An old bookmark advertising Carlton Fusk’s antiques store fell out while I was reading. I snatched it up,
placed it safely back between two pages. But my husband hardly noticed. Me and eccentric books had happened before; I liked to read out-of-date cybersecurity manuals. I found them comforting.
The bookmark had a black-and-white photo of Fusk, much younger, beardless, but recognizable. Fusk proudly held a taxidermied armadillo. The legend read “If it’s dead, we can fix it.” Even after death, we couldn’t leave anything alone.

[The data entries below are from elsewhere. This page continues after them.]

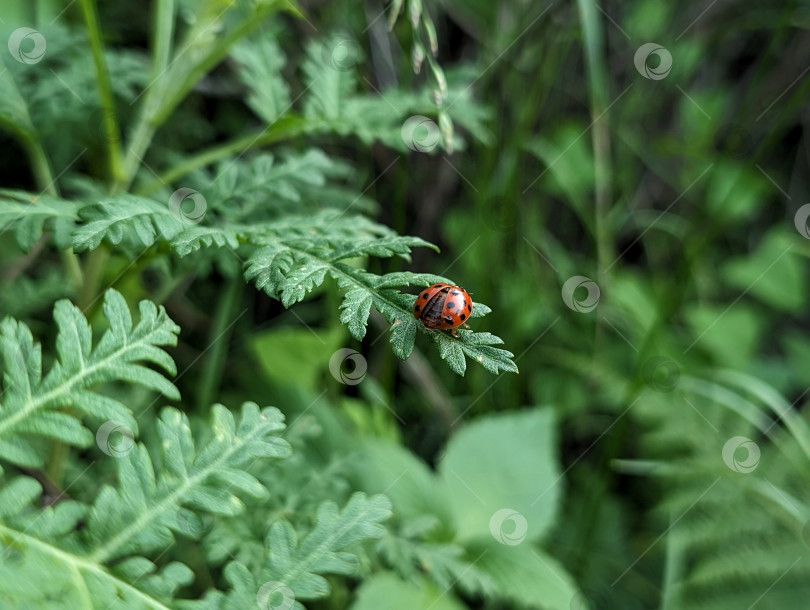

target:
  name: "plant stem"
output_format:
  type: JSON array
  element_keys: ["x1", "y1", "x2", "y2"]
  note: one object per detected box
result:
[
  {"x1": 135, "y1": 117, "x2": 310, "y2": 197},
  {"x1": 115, "y1": 2, "x2": 284, "y2": 191},
  {"x1": 79, "y1": 0, "x2": 124, "y2": 183}
]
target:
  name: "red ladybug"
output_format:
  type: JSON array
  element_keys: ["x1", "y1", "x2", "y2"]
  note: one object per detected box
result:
[{"x1": 413, "y1": 284, "x2": 472, "y2": 337}]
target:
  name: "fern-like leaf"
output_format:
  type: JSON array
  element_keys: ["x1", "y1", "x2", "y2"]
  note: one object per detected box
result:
[{"x1": 88, "y1": 403, "x2": 290, "y2": 563}]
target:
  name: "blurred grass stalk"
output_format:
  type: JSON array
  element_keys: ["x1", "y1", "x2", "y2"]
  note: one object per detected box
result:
[{"x1": 577, "y1": 0, "x2": 611, "y2": 278}]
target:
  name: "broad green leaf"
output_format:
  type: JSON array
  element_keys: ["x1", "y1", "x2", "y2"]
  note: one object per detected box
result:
[{"x1": 439, "y1": 408, "x2": 562, "y2": 543}]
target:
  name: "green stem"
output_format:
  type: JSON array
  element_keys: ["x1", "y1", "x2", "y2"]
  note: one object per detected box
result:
[
  {"x1": 79, "y1": 0, "x2": 124, "y2": 183},
  {"x1": 197, "y1": 274, "x2": 244, "y2": 411},
  {"x1": 116, "y1": 2, "x2": 282, "y2": 191}
]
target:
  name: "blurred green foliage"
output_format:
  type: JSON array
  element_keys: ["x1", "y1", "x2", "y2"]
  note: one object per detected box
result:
[{"x1": 0, "y1": 0, "x2": 810, "y2": 610}]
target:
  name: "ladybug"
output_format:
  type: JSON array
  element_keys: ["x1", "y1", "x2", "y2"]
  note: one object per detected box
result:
[{"x1": 413, "y1": 284, "x2": 472, "y2": 337}]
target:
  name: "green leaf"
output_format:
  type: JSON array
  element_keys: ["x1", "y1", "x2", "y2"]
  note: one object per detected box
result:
[
  {"x1": 0, "y1": 290, "x2": 179, "y2": 466},
  {"x1": 439, "y1": 408, "x2": 562, "y2": 544},
  {"x1": 351, "y1": 572, "x2": 466, "y2": 610},
  {"x1": 231, "y1": 32, "x2": 290, "y2": 124},
  {"x1": 0, "y1": 189, "x2": 80, "y2": 251},
  {"x1": 262, "y1": 493, "x2": 391, "y2": 600}
]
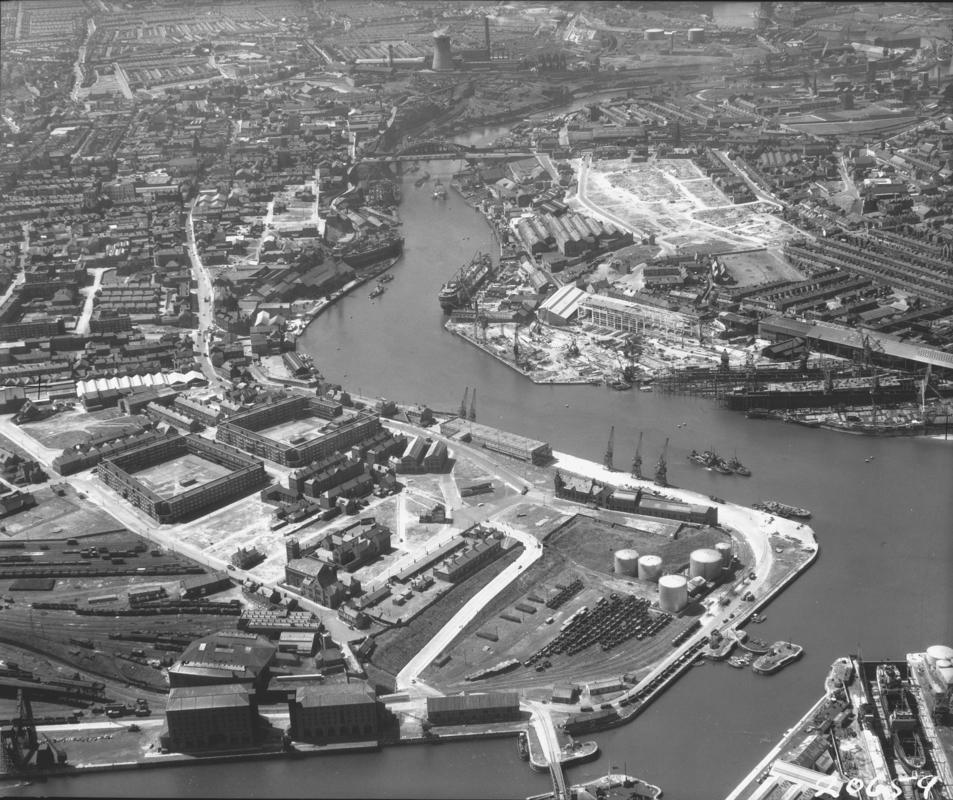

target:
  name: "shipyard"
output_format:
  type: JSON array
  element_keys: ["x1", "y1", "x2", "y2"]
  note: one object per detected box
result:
[{"x1": 0, "y1": 0, "x2": 953, "y2": 800}]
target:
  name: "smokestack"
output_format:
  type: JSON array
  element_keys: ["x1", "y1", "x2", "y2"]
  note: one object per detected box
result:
[{"x1": 433, "y1": 30, "x2": 453, "y2": 70}]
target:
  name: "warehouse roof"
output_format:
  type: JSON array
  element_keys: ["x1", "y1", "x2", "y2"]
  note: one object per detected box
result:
[
  {"x1": 427, "y1": 692, "x2": 520, "y2": 714},
  {"x1": 539, "y1": 283, "x2": 586, "y2": 319}
]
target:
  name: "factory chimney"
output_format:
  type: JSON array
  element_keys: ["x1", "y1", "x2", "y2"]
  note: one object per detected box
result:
[{"x1": 433, "y1": 30, "x2": 453, "y2": 70}]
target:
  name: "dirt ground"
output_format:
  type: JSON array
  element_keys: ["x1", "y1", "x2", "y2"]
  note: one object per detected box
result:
[{"x1": 719, "y1": 249, "x2": 804, "y2": 286}]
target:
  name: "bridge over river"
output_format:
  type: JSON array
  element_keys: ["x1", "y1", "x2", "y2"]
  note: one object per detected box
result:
[{"x1": 361, "y1": 139, "x2": 535, "y2": 164}]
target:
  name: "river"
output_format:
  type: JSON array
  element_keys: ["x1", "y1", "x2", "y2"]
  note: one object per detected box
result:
[{"x1": 17, "y1": 106, "x2": 953, "y2": 800}]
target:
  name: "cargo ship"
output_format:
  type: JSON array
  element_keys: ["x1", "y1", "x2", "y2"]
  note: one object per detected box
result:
[
  {"x1": 751, "y1": 642, "x2": 804, "y2": 675},
  {"x1": 437, "y1": 253, "x2": 493, "y2": 314},
  {"x1": 751, "y1": 500, "x2": 811, "y2": 519},
  {"x1": 334, "y1": 236, "x2": 404, "y2": 268}
]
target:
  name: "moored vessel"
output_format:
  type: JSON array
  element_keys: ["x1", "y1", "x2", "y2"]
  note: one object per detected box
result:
[
  {"x1": 751, "y1": 642, "x2": 804, "y2": 675},
  {"x1": 751, "y1": 500, "x2": 811, "y2": 519},
  {"x1": 437, "y1": 253, "x2": 493, "y2": 314}
]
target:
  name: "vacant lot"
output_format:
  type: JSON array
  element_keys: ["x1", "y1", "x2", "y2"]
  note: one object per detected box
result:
[
  {"x1": 719, "y1": 250, "x2": 804, "y2": 286},
  {"x1": 21, "y1": 408, "x2": 151, "y2": 450}
]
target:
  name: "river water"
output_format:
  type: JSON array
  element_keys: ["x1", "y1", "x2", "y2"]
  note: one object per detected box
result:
[{"x1": 14, "y1": 117, "x2": 953, "y2": 800}]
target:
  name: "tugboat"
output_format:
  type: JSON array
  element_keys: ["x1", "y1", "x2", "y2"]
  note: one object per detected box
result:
[
  {"x1": 751, "y1": 500, "x2": 811, "y2": 519},
  {"x1": 725, "y1": 454, "x2": 751, "y2": 478},
  {"x1": 751, "y1": 642, "x2": 804, "y2": 675}
]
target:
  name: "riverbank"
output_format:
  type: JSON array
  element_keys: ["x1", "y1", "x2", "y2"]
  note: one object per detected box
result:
[{"x1": 285, "y1": 253, "x2": 403, "y2": 343}]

Fusk. The gun. Just an old eccentric who didn’t want to be questioned? Or something more? Hard to tell what was more unlikely: Fusk reaching for a gun so quickly on impulse or because the photo of the hummingbird had triggered that response. I began to feel the impulse to contact him again, across the safety of a continent.
I lay awake long after we’d turned out the lights, thinking about Fusk. Thinking about Silvina and her family. Unsure what part of the puzzle ate at me the most. The moon was bright that night, and I rose to stare out the bedroom window down into the wooded fringe. Which was veiled by shadow. When I began to imagine I could make out the singed tiny red circle of a cigarette, I went back to bed.
I dreamed not of hummingbirds that night, but of salamanders. Giant salamanders and flooded rivers and the slack face of my brother, staring at me, half caked in mud.
[40]
The next morning, headed for the 3215 address, I rechecked my car first. For surveillance devices. Found nothing. Hoped I had done the check right. There had been a lecture on current procedure at the conference, but I’d skipped it. I laughed and hit the steering wheel as I drove. Realized I couldn’t be sure I hadn’t done my check based on what I’d seen on TV shows.
The apartment complex was an anonymous block of concrete painted a pale blue. Staggered concrete balconies jutted out at irregular angles like gun emplacements, up the full five stories. The balconies cast shadows on the dull gravel path leading to a covered garage in the basement. A few scraggly decorative trees didn’t seem up to the task. Stink of asphalt from something new around the corner. The established neighborhood beyond had been subdivided to hell and back, most of the trees cut down.